III
Just before Christmas time, my Grandmother fell ill. She had grown very old and frail in the last years. The war had worn her out.
I went to her at Campden Hill Square. It was like long ago, before I married Walter; I had not been to stay there, for more than a night, since then.
Grandmother said that she was glad to have me there.
‘It is like old times,’ she said.
They said she would not get better; they said that she was too old. She might last a few weeks, not more, the doctor said.
And so I stayed with her, and she talked a great deal to me, mostly about my father when he was a little boy, and all that had happened then, nearly sixty years before, and when she was first married, and about my grandfather, when he was young.
And I thought:
‘Time does not matter. There is no time for her.’
And I thought:
‘It will be like that for me too, before long.’
Two days before she died, I was sitting in her room, her sitting-room upstairs, where she always used to sit, and she was by the fire, in her own big armchair, for she would not stay in bed, and she began to talk of much more recent things, of the War, and of Hugo, and then of Walter and me.
‘Dear child,’ she said, ‘I am glad that you married him. . . . I have wondered, but I am glad. He will always be the same . . . you know the worst of him, and it is not a bad worst.’
I don’t know what I said. I was on the floor beside her, and she stroked my head as she talked.
‘You know,’ she said, ‘poor Hugo . . . that never would have done. I was very much afraid, at one time, that you would marry him. Poor, dear Hugo . . . he would not have been a good husband . . . it is better as it is. . . .’
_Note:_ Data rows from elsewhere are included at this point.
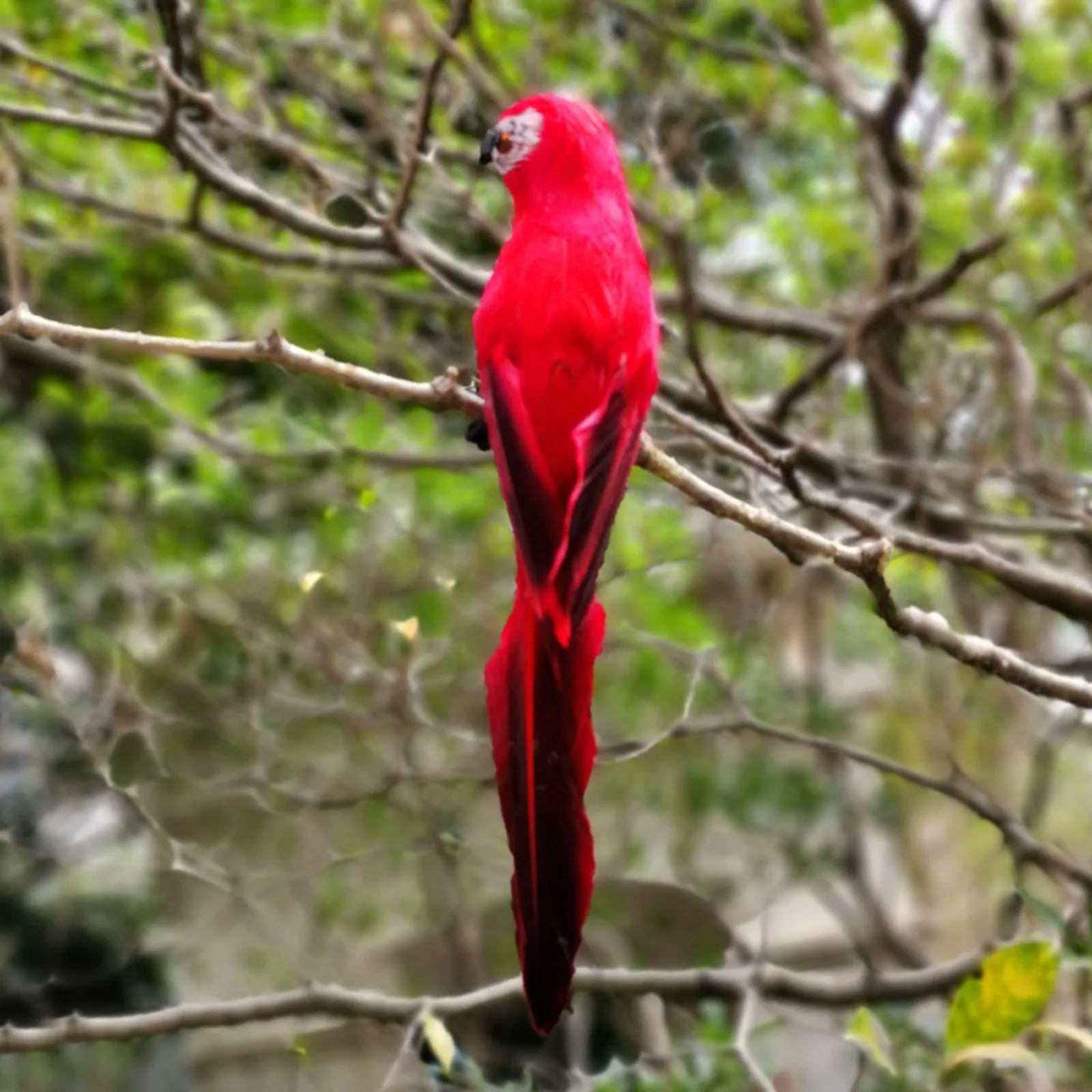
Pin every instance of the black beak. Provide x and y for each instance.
(485, 156)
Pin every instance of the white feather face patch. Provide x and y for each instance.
(524, 130)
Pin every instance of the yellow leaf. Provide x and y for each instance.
(1080, 1035)
(1014, 986)
(309, 580)
(440, 1043)
(865, 1030)
(1010, 1054)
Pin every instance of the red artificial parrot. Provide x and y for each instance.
(567, 338)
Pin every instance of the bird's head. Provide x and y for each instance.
(554, 154)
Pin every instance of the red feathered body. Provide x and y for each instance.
(567, 340)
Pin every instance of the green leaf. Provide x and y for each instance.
(866, 1031)
(1014, 986)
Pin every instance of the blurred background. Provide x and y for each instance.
(245, 611)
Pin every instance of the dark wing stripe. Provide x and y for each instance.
(532, 505)
(606, 448)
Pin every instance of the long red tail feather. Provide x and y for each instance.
(540, 706)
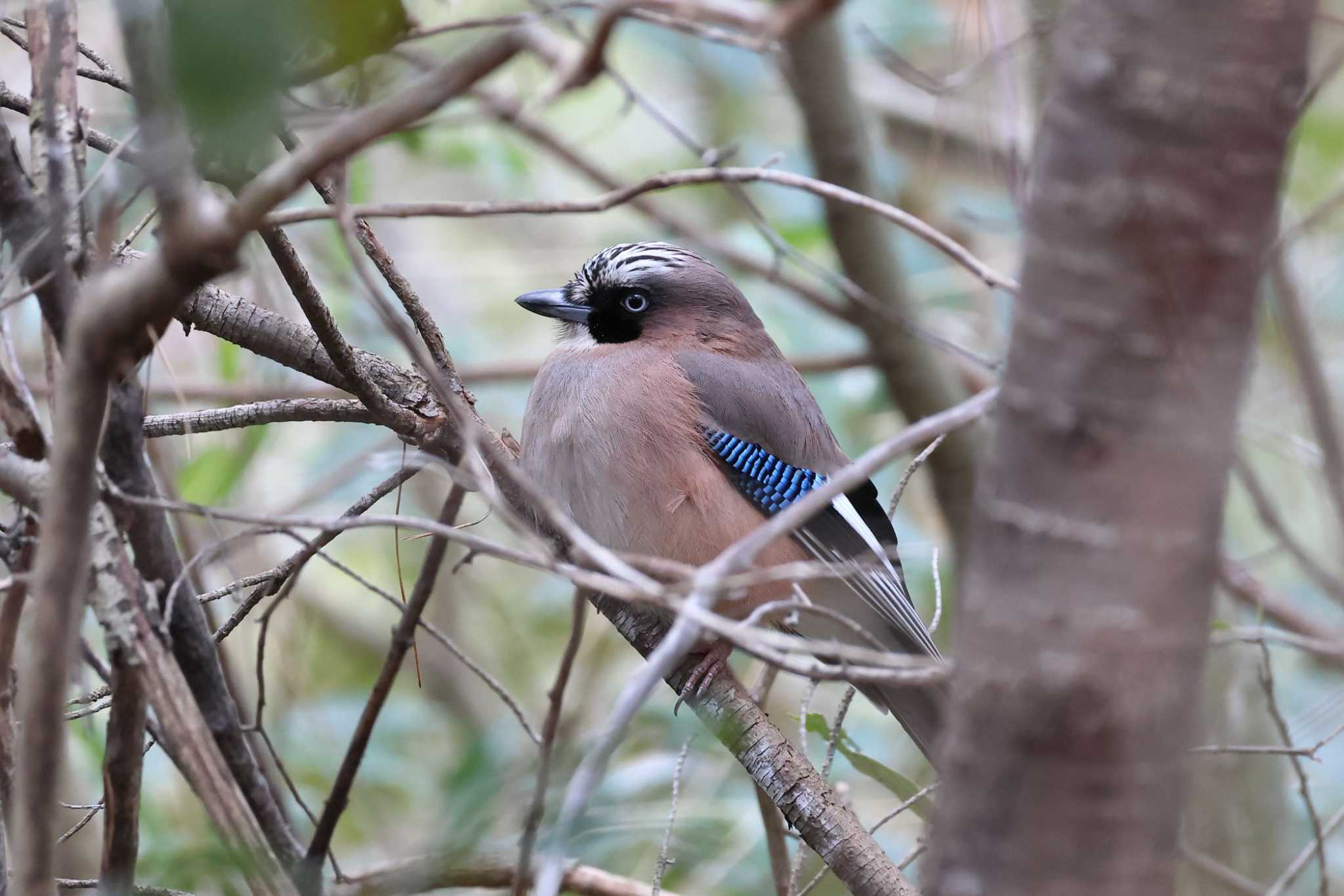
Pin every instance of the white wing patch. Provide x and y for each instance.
(881, 589)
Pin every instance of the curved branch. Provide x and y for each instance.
(921, 229)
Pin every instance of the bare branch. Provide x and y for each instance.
(1304, 789)
(351, 134)
(324, 324)
(1301, 860)
(382, 260)
(533, 823)
(273, 579)
(667, 834)
(1299, 329)
(96, 138)
(495, 871)
(121, 771)
(1269, 515)
(402, 638)
(1242, 584)
(668, 180)
(259, 414)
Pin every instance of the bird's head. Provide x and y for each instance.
(644, 291)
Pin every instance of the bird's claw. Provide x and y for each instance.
(698, 683)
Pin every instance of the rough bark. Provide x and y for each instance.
(159, 562)
(787, 777)
(915, 375)
(1096, 539)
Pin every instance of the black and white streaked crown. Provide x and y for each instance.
(614, 265)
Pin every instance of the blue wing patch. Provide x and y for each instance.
(761, 478)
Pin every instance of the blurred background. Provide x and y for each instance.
(949, 91)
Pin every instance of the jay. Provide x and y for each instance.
(667, 422)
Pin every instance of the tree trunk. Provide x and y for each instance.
(1093, 551)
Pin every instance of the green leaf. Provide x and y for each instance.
(864, 765)
(230, 360)
(213, 474)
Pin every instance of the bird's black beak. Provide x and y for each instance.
(550, 302)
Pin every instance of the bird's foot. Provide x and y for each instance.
(715, 661)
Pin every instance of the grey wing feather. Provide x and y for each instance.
(769, 405)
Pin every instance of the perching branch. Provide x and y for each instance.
(257, 414)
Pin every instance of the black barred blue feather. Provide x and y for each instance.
(760, 476)
(851, 528)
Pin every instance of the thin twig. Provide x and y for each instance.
(1301, 860)
(121, 773)
(937, 593)
(402, 638)
(1267, 679)
(1297, 327)
(910, 470)
(1273, 521)
(803, 747)
(925, 232)
(667, 833)
(259, 414)
(549, 729)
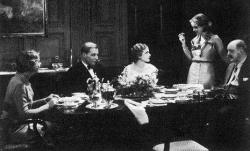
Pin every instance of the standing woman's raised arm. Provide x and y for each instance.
(220, 48)
(184, 46)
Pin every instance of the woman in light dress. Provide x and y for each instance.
(140, 65)
(205, 46)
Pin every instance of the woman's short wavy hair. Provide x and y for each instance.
(26, 61)
(203, 21)
(137, 50)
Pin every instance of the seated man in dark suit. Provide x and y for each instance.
(231, 117)
(237, 77)
(76, 78)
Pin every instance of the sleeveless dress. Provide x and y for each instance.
(203, 53)
(130, 75)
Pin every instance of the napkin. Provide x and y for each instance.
(138, 111)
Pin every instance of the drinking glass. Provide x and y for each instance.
(93, 99)
(108, 95)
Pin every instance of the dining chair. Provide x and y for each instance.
(6, 145)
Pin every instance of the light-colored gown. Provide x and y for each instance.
(203, 53)
(130, 75)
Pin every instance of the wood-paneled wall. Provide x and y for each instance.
(70, 23)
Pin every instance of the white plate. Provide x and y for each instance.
(171, 90)
(69, 101)
(101, 106)
(157, 101)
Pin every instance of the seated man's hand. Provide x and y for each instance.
(52, 102)
(51, 96)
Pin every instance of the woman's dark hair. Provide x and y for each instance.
(137, 50)
(203, 21)
(26, 61)
(87, 46)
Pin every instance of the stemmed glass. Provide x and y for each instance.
(93, 93)
(108, 93)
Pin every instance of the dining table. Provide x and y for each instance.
(168, 119)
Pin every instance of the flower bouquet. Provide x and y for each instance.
(140, 88)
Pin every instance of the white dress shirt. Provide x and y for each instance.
(91, 71)
(234, 79)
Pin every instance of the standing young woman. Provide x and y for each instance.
(204, 48)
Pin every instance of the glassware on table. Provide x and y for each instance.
(108, 93)
(93, 99)
(108, 96)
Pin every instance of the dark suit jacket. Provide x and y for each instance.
(243, 90)
(244, 77)
(75, 80)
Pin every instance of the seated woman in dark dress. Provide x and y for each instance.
(19, 104)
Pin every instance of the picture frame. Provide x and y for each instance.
(23, 18)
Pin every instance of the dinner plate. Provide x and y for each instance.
(157, 101)
(101, 106)
(171, 89)
(69, 101)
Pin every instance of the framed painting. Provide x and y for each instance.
(23, 18)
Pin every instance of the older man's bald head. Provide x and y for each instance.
(236, 50)
(237, 44)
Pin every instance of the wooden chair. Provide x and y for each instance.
(5, 145)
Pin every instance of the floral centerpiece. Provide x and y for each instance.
(141, 87)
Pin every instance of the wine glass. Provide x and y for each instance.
(93, 99)
(108, 95)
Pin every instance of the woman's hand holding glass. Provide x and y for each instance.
(182, 38)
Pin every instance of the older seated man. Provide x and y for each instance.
(230, 118)
(237, 78)
(88, 67)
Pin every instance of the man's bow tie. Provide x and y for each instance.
(89, 67)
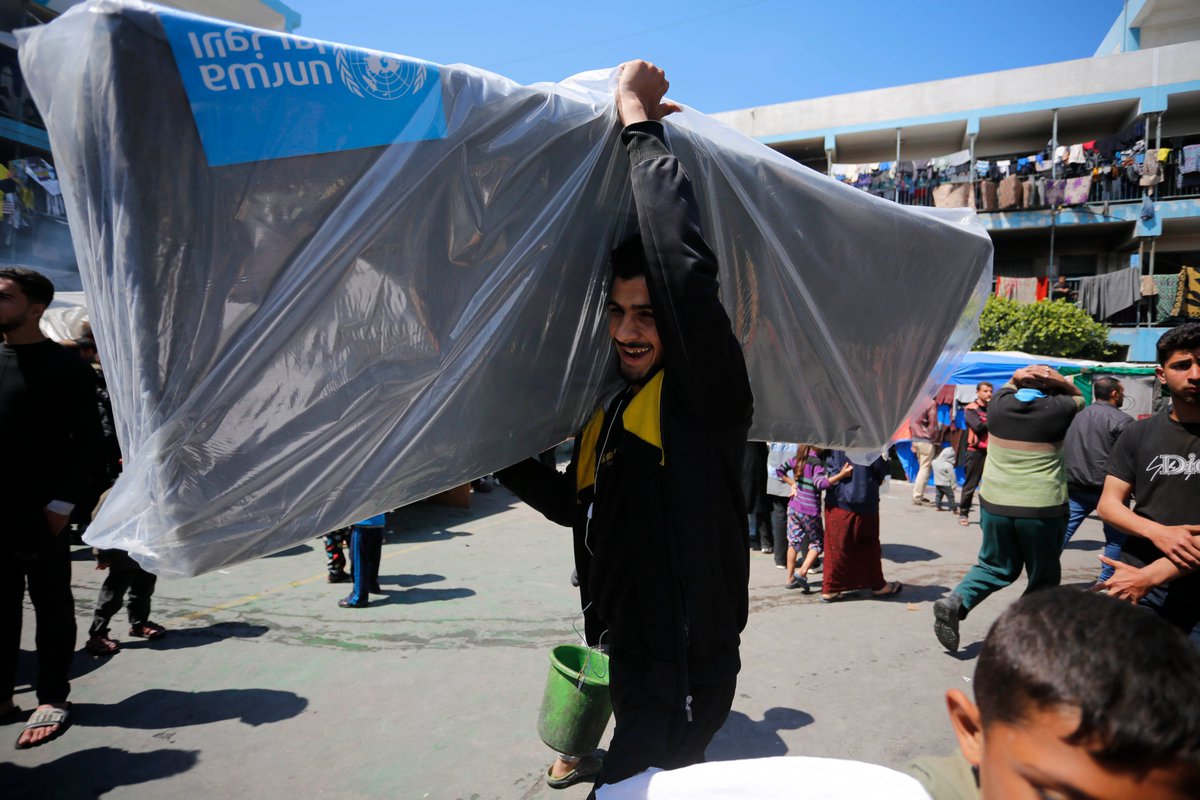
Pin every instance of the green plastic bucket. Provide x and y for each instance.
(575, 708)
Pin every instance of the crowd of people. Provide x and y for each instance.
(661, 523)
(822, 511)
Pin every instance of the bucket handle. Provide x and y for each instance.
(587, 661)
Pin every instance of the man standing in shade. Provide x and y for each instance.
(1024, 494)
(652, 491)
(1087, 446)
(49, 425)
(925, 434)
(976, 416)
(1157, 462)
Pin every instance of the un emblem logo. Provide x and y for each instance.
(383, 77)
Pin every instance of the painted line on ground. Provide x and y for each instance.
(289, 584)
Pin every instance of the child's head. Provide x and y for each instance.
(1083, 696)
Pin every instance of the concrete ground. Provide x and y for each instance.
(265, 687)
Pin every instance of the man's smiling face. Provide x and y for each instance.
(633, 330)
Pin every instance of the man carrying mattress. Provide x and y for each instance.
(653, 489)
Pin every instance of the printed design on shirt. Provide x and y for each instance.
(1170, 464)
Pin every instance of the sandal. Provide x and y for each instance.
(148, 630)
(99, 644)
(586, 770)
(889, 589)
(45, 719)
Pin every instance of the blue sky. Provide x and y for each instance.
(726, 54)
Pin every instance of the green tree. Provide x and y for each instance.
(1053, 329)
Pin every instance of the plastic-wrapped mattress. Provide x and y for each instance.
(328, 282)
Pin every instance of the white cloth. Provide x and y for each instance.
(769, 779)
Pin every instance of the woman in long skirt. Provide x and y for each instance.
(852, 552)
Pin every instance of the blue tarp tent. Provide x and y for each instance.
(996, 367)
(999, 366)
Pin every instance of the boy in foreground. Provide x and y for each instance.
(1061, 711)
(1060, 714)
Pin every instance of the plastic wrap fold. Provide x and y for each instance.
(311, 312)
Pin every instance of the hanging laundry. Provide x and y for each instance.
(1031, 197)
(1103, 295)
(1151, 173)
(1018, 289)
(1187, 294)
(953, 196)
(989, 196)
(1167, 284)
(1055, 192)
(1077, 190)
(1147, 208)
(1009, 193)
(1189, 160)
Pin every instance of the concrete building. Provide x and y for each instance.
(33, 224)
(1146, 71)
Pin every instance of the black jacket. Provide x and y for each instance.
(660, 528)
(51, 426)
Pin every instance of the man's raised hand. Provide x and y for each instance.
(640, 90)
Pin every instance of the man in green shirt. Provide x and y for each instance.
(1024, 495)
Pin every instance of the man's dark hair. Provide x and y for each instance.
(1134, 679)
(629, 259)
(1182, 337)
(1104, 388)
(34, 284)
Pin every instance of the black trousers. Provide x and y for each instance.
(124, 575)
(779, 528)
(651, 732)
(43, 564)
(366, 549)
(976, 459)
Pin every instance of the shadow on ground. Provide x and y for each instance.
(195, 637)
(969, 653)
(915, 593)
(294, 551)
(1084, 545)
(93, 773)
(409, 581)
(413, 596)
(744, 738)
(157, 709)
(907, 553)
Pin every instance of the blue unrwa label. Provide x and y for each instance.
(258, 95)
And I felt that I could not bear it . . . I felt I must tell her everything, that it was all a mistake . . . that everything was wrong. . . . I looked into the fire, and the words rose up to my lips, and I nearly told her then, but I am glad that I did not.
I thought:
‘Why should I say it? She is so very old, she is going to die . . . she need never know at all. If souls should be immortal, she will know about it then . . . but I don’t believe they are. I think that she will end . . . I think Hugo has ended.’
And so I smiled at her.
And she said:
‘You are happy? I think that you are happy, my dear?’
And I said:
‘Yes, Grandmother, I am quite happy, now.’
She said:
‘There are ups and downs. . . . There are always ups and downs . . . one must take the bad with the good. It will all be better now that the War is over.’
And then she said:
‘Poor Delia! I am truly sorry for her. She idolized her Hugo . . . she never saw his faults . . . and now, I don’t believe that she cares much for Guy’s wife.’
I said:
‘She never says so. I am sure she tries to like her.’
Grandmother looked up sharply; she smiled, more as she used to smile:
She said:
‘I have seen her, you know. She would not be easy to like! But there it is, my dear, . . . you must take the bad with the good! . . . Guy is alive and married . . . that is much better than being dead.’
And then she talked again about my father when he was little.
And I thought:
‘How odd it is, that she did not care for Hugo.’
I thought:
‘You can never tell why people like each other.’
Two days later, she died. She was buried at Yearsly. The house in Campden Hill Square was sold, and some of her things were sold. I had not room for much. Cousin Delia had some, and she helped me with it all. And that was a chapter closed.
Cousin Delia did not die. She did not seem very different from what she had always been, and she often talked of Hugo as though he were still alive.